Just about everyone has a smartphone now, and most of us make a habit of carrying ours at all times. Most apps give us the ability to keep up with friends, shop or quickly get around town. Others can help make workplaces safer. In the past, we’ve covered helpful tools like NIOSH’s Ladder Safety and Sound Level Meter apps as well as OSHA’s Heat Safety Tool.

While these apps help workers and the general public avoid specific hazards, a new app from the Canadian Centre for Occupational Health and Safety (CCOHS) and the Occupational Health Clinics for Ontario Workers (OHCOW) offers a broader look at hazard prevention. It’s called HazardAssess, and it’s available now for free on both Apple and Android.

“Workers are on the front lines in the workplace every day and are often the first ones to find hazards,” says LHSFNA Management Co-Chairman Noel C. Borck. “Identifying hazards and reporting them is the first and most important step to improving safety and health in the workplace. Frontline workers are a vital part of this process, which also includes site supervisors, safety and health professionals and others in leadership positions.”

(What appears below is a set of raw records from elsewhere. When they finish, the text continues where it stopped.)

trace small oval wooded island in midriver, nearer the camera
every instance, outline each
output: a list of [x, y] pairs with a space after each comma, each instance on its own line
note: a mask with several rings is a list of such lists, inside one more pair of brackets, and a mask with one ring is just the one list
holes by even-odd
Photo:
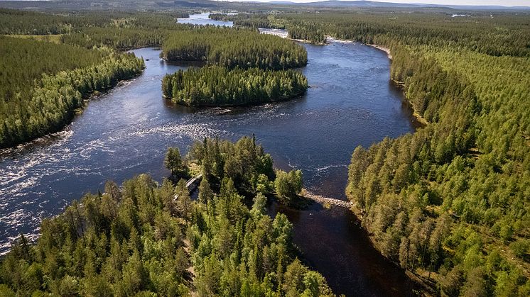
[[288, 70], [212, 66], [179, 70], [162, 80], [163, 96], [185, 106], [247, 106], [301, 96], [308, 80]]

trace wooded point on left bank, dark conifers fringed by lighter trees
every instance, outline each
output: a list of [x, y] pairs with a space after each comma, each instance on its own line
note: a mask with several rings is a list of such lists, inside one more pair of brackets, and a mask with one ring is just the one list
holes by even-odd
[[[55, 132], [83, 99], [144, 69], [144, 61], [109, 50], [83, 50], [37, 40], [0, 38], [0, 147]], [[66, 57], [66, 59], [65, 59]]]

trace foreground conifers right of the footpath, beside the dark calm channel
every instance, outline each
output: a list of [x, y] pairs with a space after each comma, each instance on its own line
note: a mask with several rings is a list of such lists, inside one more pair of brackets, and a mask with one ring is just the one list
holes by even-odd
[[258, 194], [248, 211], [225, 179], [213, 201], [198, 205], [200, 219], [188, 228], [198, 295], [334, 296], [323, 276], [293, 259], [292, 225], [266, 215], [265, 202]]

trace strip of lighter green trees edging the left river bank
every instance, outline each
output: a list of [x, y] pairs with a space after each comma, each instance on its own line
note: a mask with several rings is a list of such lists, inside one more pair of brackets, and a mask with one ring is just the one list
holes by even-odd
[[[35, 85], [23, 87], [25, 99], [17, 101], [11, 110], [2, 109], [0, 116], [6, 121], [0, 126], [0, 149], [63, 130], [90, 98], [138, 77], [144, 68], [144, 60], [134, 55], [116, 56], [110, 52], [94, 65], [77, 64], [55, 74], [42, 74], [41, 79], [35, 79]], [[27, 107], [35, 105], [38, 108]], [[16, 112], [11, 113], [13, 109]]]

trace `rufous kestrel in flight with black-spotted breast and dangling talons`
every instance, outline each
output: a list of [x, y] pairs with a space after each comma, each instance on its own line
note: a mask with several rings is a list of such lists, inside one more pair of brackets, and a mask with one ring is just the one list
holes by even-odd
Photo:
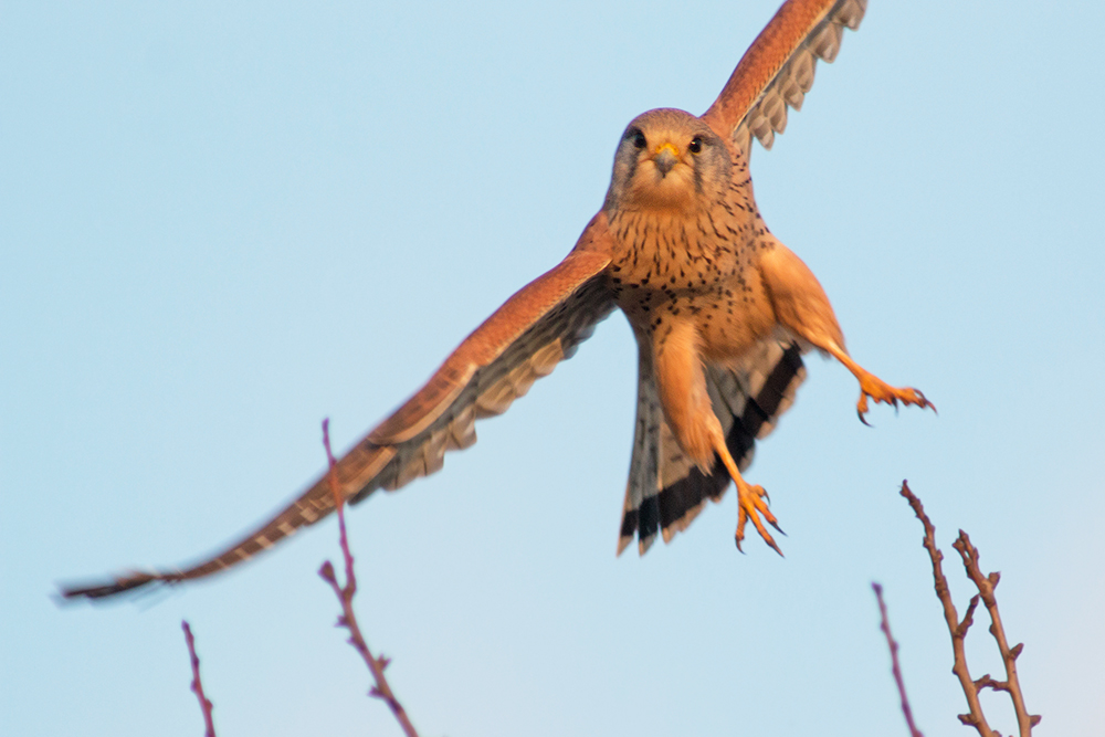
[[[475, 442], [475, 421], [503, 413], [569, 358], [615, 307], [636, 337], [636, 428], [618, 540], [643, 555], [657, 531], [684, 529], [706, 499], [737, 487], [737, 546], [751, 520], [778, 546], [762, 487], [740, 472], [804, 378], [817, 348], [860, 382], [867, 400], [932, 407], [861, 368], [844, 349], [829, 298], [812, 272], [776, 239], [753, 198], [753, 138], [770, 148], [831, 62], [843, 29], [859, 28], [866, 0], [788, 0], [745, 53], [701, 117], [654, 109], [634, 118], [614, 154], [602, 208], [571, 252], [523, 287], [445, 359], [430, 380], [369, 432], [335, 470], [356, 504], [442, 466], [445, 451]], [[935, 408], [934, 408], [935, 409]], [[134, 572], [66, 597], [102, 598], [156, 581], [200, 578], [271, 548], [334, 510], [326, 476], [225, 551], [185, 570]]]

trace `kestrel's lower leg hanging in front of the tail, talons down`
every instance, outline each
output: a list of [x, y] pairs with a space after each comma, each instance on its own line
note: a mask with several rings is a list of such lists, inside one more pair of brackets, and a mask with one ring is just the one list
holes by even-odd
[[706, 376], [697, 341], [697, 331], [690, 323], [669, 323], [653, 336], [656, 389], [667, 425], [680, 448], [704, 474], [708, 476], [713, 472], [716, 453], [737, 485], [737, 548], [745, 539], [745, 523], [751, 519], [764, 541], [781, 556], [782, 551], [760, 519], [762, 514], [764, 519], [779, 529], [778, 520], [767, 506], [767, 492], [740, 476], [740, 470], [725, 444], [722, 423], [714, 414], [709, 392], [706, 391]]

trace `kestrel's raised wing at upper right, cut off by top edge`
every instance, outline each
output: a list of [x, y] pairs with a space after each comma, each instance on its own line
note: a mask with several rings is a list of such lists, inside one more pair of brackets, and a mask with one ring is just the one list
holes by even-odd
[[722, 94], [702, 116], [719, 136], [748, 150], [750, 135], [771, 148], [801, 109], [819, 59], [832, 62], [844, 27], [860, 28], [867, 0], [787, 0], [748, 48]]

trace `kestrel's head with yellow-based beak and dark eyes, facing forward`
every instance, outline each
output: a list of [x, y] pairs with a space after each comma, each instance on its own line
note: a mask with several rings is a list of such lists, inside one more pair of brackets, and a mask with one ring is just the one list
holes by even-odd
[[604, 208], [694, 211], [722, 197], [733, 161], [708, 125], [683, 110], [649, 110], [625, 128]]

HazardAssess makes this easy by turning your phone into a tool to facilitate the process of hazard identification and reporting. The app allows users to create a report that can be shared with anyone via email.

The app lists a dozen different hazard categories, including:

  • Safety
  • Driving
  • Chemical
  • Ergonomics
  • Noise
  • Lighting
  • Air Quality
  • Working Alone
  • Psychosocial
  • Biological
  • Thermal Comfort
  • Radiation

While all of these hazards won’t apply to every workplace, users can choose which ones apply to the type of work they do or their jobsite. Once you select a hazard within HazardAssess, the app allows the user to describe the specifics of the hazard or exposure, describe any symptoms that are occuring, take a photo of the hazard and list possible solutions. Hazards are rated on a 1-5 scale ranging from “well-controlled” to “exposure interferes with the job.”

Although the app was developed for workers in Canada, the hazards facing construction workers are universal. Despite different occupational safety and health laws between the U.S. and Canada, workers in both countries can use the app to identify and report hazards on the job. None of the data gathered by the app’s users will be reported to any federal or state agency. It’s meant solely as a tool to assist in the ongoing process of finding and fixing hazards.

You can download HazardAssess for free today on both Apple and Android.